There’s Far Less Bang in a Huawei Ban Now
New U.S.sanctions on China's biggest technology company will make its equipment less desirable anyway.
by Alex WebbIt’s easy to ban a product that’s difficult to get your hands on anyway.
That’s why Britain’s possible move to impose a stricter ban on Huawei Technologies Co. seems opportunistic, even if it does now make sense. It’s taking advantage of harsher U.S. sanctions on the Chinese telecoms-equipment giant to consider extending the U.K.’s halfway measures unveiled with great fanfare in January. A final decision will come after the government’s National Cyber Security Centre reviews implications for the security of the country’s phone networks.
Earlier this month, the U.S. imposed more stringent guidelines on Huawei, restricting any firm that uses American equipment from selling to the Chinese technology company without its approval. That means Huawei won’t be able to get chips from companies such as Taiwan Semiconductor Manufacturing Co. because they’re likely made using machines from firms such as California-based Applied Materials Inc. So Huawei may effectively find itself cut off from access to the high-tech silicon it needs for its networking gear.
This provides a convenient excuse for Prime Minister Boris Johnson’s government to revisit its more nuanced approach with regards to Huawei, which provoked U.S. ire in the midst of efforts to strike a new Anglo-American trade pact and a rebellion from a group of Conservative lawmakers.
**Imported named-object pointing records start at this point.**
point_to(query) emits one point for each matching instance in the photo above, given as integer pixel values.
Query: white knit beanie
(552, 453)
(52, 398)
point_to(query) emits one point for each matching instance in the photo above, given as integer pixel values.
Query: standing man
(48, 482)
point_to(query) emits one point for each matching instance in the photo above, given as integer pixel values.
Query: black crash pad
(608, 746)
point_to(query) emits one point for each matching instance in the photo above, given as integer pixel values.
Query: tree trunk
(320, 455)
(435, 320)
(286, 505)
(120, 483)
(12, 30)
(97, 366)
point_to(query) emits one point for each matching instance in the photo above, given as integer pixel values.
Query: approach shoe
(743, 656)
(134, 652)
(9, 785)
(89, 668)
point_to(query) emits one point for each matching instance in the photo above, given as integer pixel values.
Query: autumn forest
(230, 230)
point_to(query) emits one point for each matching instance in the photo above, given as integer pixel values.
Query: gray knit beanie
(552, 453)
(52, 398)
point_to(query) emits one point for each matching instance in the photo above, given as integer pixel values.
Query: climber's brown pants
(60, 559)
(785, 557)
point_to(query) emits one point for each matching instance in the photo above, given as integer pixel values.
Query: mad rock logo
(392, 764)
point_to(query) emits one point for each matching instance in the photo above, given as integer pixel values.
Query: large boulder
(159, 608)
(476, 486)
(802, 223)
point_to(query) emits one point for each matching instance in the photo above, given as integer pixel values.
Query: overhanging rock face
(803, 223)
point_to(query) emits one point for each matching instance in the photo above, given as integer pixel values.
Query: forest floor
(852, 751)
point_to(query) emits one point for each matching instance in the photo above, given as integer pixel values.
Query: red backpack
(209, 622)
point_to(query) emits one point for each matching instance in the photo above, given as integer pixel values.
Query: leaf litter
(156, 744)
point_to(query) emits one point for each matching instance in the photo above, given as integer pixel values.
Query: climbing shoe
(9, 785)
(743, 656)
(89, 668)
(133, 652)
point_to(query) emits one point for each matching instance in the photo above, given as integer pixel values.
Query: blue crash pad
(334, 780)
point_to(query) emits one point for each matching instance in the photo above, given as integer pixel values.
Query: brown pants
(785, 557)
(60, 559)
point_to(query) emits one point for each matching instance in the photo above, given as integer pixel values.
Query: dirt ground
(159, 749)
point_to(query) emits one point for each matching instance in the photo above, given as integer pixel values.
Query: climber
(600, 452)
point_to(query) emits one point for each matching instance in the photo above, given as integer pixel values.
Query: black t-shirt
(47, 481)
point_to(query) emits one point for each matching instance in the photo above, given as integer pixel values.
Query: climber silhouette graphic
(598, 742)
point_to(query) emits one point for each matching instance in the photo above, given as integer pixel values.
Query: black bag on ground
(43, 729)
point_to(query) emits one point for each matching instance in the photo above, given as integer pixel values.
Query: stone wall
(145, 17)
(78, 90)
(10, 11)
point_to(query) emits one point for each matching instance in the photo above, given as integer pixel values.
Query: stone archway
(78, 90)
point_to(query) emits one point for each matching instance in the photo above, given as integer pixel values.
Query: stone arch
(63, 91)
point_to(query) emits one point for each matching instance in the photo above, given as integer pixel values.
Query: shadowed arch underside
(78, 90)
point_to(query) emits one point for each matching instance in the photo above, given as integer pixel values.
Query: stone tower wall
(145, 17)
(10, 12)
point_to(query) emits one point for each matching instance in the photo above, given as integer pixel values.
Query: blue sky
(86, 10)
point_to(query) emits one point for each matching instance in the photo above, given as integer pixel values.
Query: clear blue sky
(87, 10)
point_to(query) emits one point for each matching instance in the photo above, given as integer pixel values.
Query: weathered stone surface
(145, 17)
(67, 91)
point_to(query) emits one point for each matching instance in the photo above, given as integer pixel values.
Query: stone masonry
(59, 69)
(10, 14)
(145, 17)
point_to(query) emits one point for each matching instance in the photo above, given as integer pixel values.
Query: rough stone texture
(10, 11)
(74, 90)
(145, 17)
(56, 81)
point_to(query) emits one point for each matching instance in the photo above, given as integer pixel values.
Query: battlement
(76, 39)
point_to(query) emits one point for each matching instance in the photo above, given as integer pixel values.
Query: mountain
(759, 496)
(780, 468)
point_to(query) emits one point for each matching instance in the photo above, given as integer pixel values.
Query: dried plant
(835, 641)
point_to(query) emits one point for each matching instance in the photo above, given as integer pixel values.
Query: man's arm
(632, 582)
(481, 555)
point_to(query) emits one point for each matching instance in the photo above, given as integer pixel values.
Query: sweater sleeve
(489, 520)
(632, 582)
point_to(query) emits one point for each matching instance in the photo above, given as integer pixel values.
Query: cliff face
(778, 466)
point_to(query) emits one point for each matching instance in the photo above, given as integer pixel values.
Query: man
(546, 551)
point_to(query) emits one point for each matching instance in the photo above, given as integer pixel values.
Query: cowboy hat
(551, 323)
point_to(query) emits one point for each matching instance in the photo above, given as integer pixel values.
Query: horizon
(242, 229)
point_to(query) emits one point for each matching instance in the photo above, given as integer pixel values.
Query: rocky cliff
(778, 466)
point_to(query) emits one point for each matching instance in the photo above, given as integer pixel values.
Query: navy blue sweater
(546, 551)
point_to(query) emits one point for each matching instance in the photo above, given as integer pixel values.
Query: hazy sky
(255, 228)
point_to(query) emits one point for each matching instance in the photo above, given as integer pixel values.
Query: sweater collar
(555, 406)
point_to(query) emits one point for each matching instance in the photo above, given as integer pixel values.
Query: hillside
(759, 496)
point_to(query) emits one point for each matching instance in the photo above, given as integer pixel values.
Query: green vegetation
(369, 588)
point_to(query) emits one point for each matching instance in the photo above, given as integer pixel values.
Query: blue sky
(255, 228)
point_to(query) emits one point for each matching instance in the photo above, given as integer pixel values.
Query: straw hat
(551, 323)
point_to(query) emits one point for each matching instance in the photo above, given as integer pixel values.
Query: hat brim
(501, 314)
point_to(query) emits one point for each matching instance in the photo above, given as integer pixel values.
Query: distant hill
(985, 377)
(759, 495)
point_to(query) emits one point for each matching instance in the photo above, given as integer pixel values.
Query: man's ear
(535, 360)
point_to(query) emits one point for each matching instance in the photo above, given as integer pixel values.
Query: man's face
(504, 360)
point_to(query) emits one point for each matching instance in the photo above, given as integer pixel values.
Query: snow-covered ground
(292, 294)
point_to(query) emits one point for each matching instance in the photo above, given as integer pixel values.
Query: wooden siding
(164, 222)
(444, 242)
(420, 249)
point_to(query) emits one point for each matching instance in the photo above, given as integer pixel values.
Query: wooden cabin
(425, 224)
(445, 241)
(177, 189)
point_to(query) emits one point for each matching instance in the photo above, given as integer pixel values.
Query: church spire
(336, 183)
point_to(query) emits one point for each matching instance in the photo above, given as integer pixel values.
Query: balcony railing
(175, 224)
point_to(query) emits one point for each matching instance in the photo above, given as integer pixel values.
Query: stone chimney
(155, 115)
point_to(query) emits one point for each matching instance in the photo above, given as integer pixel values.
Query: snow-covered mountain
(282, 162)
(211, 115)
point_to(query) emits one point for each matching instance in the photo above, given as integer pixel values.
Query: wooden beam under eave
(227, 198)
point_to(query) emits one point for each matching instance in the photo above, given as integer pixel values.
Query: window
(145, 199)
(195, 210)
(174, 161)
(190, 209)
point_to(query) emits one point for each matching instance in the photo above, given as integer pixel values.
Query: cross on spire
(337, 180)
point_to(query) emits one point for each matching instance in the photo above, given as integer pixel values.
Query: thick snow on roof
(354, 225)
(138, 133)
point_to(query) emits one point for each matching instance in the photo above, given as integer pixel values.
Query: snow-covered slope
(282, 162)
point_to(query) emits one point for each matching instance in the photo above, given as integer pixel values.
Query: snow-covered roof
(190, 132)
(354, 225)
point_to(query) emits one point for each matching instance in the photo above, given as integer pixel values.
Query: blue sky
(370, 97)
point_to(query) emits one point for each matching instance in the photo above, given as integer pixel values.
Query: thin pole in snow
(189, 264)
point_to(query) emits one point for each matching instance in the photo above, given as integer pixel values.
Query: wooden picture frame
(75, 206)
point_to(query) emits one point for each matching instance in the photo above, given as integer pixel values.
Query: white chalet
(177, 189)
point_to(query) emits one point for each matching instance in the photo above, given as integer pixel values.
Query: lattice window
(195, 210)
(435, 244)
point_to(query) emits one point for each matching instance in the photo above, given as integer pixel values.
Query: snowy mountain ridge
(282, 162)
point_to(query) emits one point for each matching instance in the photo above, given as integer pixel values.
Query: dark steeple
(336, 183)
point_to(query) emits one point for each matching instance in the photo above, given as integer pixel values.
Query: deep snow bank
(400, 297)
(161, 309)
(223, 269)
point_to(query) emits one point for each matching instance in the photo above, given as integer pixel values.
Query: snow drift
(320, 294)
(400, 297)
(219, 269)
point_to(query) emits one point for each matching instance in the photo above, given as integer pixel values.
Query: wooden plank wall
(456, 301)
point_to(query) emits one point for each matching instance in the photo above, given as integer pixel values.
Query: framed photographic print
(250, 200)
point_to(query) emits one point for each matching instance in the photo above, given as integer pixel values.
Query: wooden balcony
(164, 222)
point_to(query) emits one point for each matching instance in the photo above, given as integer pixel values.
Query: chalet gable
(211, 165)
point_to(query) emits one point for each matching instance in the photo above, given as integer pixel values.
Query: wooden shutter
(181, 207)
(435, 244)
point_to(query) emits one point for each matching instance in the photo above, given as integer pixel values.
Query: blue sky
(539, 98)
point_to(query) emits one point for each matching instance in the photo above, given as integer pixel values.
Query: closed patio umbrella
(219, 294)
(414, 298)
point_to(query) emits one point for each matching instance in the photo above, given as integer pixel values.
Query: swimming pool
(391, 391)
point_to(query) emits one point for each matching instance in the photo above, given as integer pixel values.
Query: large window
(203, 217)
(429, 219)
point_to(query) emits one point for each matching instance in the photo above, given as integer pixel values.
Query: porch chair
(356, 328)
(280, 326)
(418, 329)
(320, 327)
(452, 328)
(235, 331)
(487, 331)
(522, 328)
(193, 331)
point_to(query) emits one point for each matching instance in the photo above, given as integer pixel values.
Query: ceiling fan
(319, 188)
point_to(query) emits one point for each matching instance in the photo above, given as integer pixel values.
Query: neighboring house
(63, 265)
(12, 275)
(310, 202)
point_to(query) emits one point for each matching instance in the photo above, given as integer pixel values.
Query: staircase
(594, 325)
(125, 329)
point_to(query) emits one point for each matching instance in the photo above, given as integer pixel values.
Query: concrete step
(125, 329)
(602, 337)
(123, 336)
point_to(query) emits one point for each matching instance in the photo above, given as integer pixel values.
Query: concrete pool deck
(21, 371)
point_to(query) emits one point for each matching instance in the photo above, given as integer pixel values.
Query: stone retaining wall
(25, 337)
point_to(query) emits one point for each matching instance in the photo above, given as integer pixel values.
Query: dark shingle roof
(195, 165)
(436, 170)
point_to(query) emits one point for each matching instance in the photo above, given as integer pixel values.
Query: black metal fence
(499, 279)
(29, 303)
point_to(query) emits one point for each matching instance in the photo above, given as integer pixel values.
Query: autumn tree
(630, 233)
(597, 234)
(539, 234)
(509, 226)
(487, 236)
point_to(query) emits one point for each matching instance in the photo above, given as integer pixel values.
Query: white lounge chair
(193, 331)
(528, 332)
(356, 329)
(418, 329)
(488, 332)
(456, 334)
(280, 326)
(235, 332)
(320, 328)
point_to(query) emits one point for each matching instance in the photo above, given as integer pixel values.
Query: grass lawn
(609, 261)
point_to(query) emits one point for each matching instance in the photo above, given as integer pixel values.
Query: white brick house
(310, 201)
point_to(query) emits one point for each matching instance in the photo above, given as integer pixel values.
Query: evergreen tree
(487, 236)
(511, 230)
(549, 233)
Initially, in a break with the U.S., the U.K. had decided to retain some access to Huawei’s products for its carriers’ rollout of fiber-optic and fifth-generation mobile networks. It proposed capping the Chinese company’s share to 35% of non-sensitive parts of a mobile network in order to keep operators from being reliant on a Nordic duopoly of Ericsson AB and Nokia Oyj. Now ministers are drawing up proposals to reduce that share to zero.
The irony is that, given the recent U.S. measures, Huawei may find it very difficult to keep competing for orders. The company probably won’t be able to buy many of the chip sets it needs to make things such as wireless base stations. The quality of those products will suffer as it’s forced to seek out new suppliers, likely in China itself, where semiconductor technology is still playing catch-up. That could make carriers rethink who supplies their 5G equipment even before any national ban kicks in, according to Bloomberg Intelligence analyst Anthea Lai.
Even though a ban on new Huawei gear might now be easier, the question of how to handle the existing networks is not. Huawei’s equipment currently accounts for two-thirds of BT Group Plc’s mobile network, and one-third of Vodafone Group Plc’s U.K. mobile network, according to UBS Group AG analyst Polo Tang. BT has already said that swapping the kit out would cost it 500 million pounds ($615 million) over the next five years. Reducing it to zero could double that expense, Tang said.
The U.K.’s previous 35% limit applied to an operator’s overall network, but forcing operators to replace any already installed Huawei gear would strain capital requirements and jeopardize ambitious goals for new network build-out — Prime Minister Boris Johnson has said he wants the whole country to have access to gigabit internet speeds by 2025. It seems that the government is taking that into account. The Times of London reported that the new proposals would only prohibit the purchase and installation of new equipment from 2023.
Which serves to underline how opportunistic the new review looks. The main argument for letting carriers continue to use Huawei was to ensure that network investment continued apace. Now that the U.S. crackdown looks likely to reduce the quality and availability of Huawei products, it’s a chance for the government to assuage both rebellious lawmakers and critics across the Atlantic. And with global antipathy toward China rising over its handling of the Covid-19 outbreak and crackdown in Hong Kong, there’s now little point in further testing the straining U.S. alliance.
This column does not necessarily reflect the opinion of the editorial board or Bloomberg LP and its owners.